The Dichotomic Role of Macrophage Migration Inhibitory Factor in Neurodegeneration

Abstract

Macrophage migration inhibitory factor (MIF) is a pleiotropic cytokine expressed by different cell types and exerting multiple biological functions. It has been shown that MIF may be involved in several disorders, including neurodegenerative disorders such as amyotrophic lateral sclerosis (ALS), Parkinson disease (PD), and Huntington disease (HD), that represent an unmet medical need. Therefore, further studies are needed to identify novel pathogenetic mechanisms that may translate into tailored therapeutic approaches so to improve patients' survival and quality of life. Here, we reviewed the preclinical and clinical studies investigating the role of MIF in ALS, PD, and HD. The emerging results suggest that MIF might play a dichotomic role in these disorders, exerting a protective action in ALS, a pathogenetic action in HD, and a yet undefined and debated role in PD. The better understanding of the role of MIF in these diseases could allow its use as a novel diagnostic and therapeutic tool for the monitoring and treatment of the patients and for eventual biomarker-driven therapeutic approaches.

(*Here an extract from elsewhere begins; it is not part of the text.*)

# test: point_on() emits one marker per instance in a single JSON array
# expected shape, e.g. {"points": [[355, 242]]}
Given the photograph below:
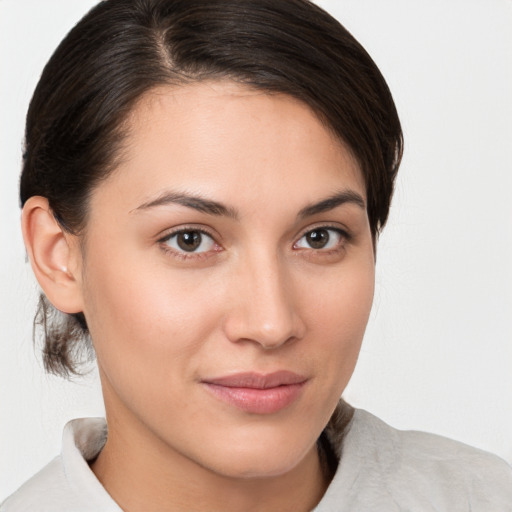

Keywords: Huntington disease; Parkinson disease; amyotrophic lateral sclerosis; macrophage migration inhibitory factor; neurodegeneration.

Figure 1

MIF in ALS. Preclinical studies on MIF in ALS which show the results obtained in vitro and in vivo and the correlation between MIF chaperone activity and its protective effect against mutant SOD1 toxicity in motor neurons. MIF also inhibits the activation of pro-apoptotic mitochondrial pathway, blocking misfolded SOD1 interactions with outer mitochondrial membrane proteins, such as Bcl-2 and VDAC [38].

Figure 2

MIF in PD. Preclinical studies on MIF in PD, which show the results obtained in vitro and in vivo studies and the different pathway of how MIF could exert its protective function to inhibit neuronal loss. MIF mediates a neuroprotective effect via suppressing inflammatory responses, reducing the number of microglia and macrophages and displaying tyrosine hydroxylase-immunoreactive (TH-IR) neurons’ enhanced fiber outgrowth [49]. MIF also inhibits apoptosis and neuronal loss, detoxifying catecholamine-derived [15] and also promoting BDNF expression [50], increasing MMP and decreasing cleaved-PARP [47].

Figure 3

MIF in HD. Preclinical studies on MIF in HD show that lymphocytes of HD patients express MIF against a single agent present in brain samples of HD patients [59]. It has also been observed that MIF down expression, through the inhibition pathway of HDAC3, reduces the activation of the astrocytic response [60].